Last week, Walgreens Boots Alliance (NASDAQ:WBA) announced a blockbuster deal to acquire peer pharmacy chain Rite Aid (NYSE:RAD) for over $17 billion.

Pharmacy benefit management is an important business for some retail pharmacies. In this video, we discuss Rite Aid's PBM business segment and its relation -- or lack thereof -- to this deal. Hint: Not every retail pharmacy considers a PBM to be critical.

Listen to the full podcast by clicking here. A full transcript follows the video.


Kristine Harjes: One other thing for me, looking at this, I said, "Maybe this is the heart of why they did this." That was the PBM side of things. You have Rite Aid acquiring EnvisionRx, their pharmacy benefits manager, but to me it seems like it would be small potatoes to Walgreens.

I wonder if their plan is to expand that and develop this in-house PBM from this small company that Rite Aid originally acquired. If that really looked like such a promising business to begin with, couldn't Walgreens just have acquired it on their own, before Rite Aid actually nabbed it up? This leaves me with a lot of questions.

Michael Douglass: Sure. Let's face it; Walgreens could have come in with a higher price point, too. They're bigger, they're not weighted down by debt like Rite Aid has been. It's interesting because, reading through that call transcript, you didn't really get the sense that the PBM was that core to their investing thesis. You really got the sense that the PBM was a nice thing to have; it's a top 10 PBM.

That's nice to have, and it would give them some better understanding of the Medicare landscape and a few other pieces, but you didn't really get the sense that was core to their investing thesis, here. In my head, it's very much Walgreens doubling down on this retail pharmacy-centric mind-set that they've had.

In a lot of ways, that's very different from what CVS Health (NYSE:CVS) has done. Theoretically, you have these two companies that are retail pharmacies. I'm putting that in scare quotes, for our listeners. "Retail pharmacies," but really very different companies. You have CVS, which has really focused on the PBM side.
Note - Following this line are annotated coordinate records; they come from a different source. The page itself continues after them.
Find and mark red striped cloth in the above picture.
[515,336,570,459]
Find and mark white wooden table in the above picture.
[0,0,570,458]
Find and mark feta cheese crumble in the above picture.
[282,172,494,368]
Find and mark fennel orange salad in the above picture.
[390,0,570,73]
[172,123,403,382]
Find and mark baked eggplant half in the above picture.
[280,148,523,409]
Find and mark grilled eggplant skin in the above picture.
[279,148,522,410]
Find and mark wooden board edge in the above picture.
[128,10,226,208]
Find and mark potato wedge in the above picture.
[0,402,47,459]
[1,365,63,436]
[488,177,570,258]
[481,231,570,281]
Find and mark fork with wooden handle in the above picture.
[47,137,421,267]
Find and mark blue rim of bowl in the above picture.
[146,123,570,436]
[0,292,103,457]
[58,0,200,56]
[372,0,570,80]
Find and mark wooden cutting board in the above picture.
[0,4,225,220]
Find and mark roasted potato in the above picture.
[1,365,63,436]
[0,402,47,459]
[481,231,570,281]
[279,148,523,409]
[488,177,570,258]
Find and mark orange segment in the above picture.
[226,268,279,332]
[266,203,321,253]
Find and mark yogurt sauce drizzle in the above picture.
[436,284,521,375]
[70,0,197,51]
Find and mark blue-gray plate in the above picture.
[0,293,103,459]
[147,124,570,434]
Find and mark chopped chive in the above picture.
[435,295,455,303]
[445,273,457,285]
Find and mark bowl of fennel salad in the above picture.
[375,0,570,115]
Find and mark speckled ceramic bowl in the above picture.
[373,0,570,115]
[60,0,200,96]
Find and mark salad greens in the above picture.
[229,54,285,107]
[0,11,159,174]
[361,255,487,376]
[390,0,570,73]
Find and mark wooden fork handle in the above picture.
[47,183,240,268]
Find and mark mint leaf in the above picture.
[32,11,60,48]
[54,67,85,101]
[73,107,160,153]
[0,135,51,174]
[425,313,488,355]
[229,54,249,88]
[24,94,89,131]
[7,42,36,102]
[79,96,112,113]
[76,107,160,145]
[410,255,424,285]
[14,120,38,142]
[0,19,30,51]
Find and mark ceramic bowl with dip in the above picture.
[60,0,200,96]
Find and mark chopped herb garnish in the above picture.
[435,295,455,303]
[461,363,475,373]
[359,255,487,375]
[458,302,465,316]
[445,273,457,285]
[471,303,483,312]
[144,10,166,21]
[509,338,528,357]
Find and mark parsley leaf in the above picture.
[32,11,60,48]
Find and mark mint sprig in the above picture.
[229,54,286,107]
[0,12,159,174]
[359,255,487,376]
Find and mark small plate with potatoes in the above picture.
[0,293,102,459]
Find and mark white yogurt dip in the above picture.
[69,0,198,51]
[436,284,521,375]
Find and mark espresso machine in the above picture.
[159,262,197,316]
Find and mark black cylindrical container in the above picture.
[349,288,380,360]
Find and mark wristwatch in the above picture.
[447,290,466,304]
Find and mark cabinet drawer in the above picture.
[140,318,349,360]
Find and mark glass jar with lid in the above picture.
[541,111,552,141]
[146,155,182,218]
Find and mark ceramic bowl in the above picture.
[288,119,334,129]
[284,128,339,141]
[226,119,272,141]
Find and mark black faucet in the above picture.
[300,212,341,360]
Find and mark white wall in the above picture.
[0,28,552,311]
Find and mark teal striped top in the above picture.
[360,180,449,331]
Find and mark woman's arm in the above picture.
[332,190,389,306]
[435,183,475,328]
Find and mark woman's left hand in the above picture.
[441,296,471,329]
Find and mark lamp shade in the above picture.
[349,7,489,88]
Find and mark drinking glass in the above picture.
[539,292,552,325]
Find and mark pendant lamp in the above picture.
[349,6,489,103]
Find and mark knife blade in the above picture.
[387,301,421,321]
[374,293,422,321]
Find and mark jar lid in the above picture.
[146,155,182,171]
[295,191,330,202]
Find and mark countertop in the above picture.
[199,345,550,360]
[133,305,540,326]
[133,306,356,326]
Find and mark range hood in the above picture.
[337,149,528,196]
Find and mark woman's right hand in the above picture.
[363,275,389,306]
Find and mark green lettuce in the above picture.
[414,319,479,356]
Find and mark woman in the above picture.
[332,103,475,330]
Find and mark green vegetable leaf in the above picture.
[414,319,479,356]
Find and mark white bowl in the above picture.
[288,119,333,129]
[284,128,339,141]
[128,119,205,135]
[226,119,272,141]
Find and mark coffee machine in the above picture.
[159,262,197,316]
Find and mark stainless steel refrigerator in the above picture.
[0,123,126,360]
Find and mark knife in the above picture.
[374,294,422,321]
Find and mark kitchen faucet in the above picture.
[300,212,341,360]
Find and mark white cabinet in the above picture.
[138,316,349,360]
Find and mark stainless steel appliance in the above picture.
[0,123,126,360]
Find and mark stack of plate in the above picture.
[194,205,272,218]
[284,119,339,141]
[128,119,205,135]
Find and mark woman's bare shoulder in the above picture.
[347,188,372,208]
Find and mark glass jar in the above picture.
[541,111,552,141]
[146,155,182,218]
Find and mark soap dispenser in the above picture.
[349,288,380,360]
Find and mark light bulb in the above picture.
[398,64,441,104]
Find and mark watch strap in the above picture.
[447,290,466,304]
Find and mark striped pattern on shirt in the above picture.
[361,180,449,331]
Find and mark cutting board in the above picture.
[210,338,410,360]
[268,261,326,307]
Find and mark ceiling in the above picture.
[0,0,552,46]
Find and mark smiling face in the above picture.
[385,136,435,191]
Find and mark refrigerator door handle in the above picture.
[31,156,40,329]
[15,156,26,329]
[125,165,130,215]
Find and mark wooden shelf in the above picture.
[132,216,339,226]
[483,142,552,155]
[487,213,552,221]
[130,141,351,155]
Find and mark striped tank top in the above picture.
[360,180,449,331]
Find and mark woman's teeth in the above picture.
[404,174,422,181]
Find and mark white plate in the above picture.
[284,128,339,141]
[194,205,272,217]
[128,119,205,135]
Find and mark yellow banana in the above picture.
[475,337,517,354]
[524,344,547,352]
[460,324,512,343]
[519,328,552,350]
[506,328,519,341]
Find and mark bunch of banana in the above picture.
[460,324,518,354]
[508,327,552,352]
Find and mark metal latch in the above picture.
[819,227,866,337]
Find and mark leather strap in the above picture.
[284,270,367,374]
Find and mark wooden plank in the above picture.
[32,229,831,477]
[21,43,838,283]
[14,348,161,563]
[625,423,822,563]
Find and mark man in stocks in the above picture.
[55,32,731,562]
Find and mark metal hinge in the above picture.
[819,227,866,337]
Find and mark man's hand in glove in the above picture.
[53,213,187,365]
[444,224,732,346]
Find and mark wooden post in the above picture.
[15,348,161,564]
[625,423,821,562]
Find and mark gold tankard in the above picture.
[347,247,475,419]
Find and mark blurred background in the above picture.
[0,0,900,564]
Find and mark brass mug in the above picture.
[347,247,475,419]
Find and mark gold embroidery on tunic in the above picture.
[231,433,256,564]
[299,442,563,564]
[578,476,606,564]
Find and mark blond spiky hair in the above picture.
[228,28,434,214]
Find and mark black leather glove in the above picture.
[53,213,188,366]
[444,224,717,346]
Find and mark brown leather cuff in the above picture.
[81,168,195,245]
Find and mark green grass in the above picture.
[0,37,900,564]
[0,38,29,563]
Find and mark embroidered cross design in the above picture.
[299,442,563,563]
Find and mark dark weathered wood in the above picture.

The majority of their revenue flows through the PBM, and while they've certainly done a lot with the retail pharmacy, they've accepted a loss on tobacco on the retail pharmacy side, in part, to help prop up that PBM business and make it a more attractive business in contract negotiations. While they'll never be able to point to a specific number, that's what they've done. You've got Walgreens that's reaffirmed that they plan to stay the course on selling tobacco; they really seem to be doubling down on this retail pharmacy centric model.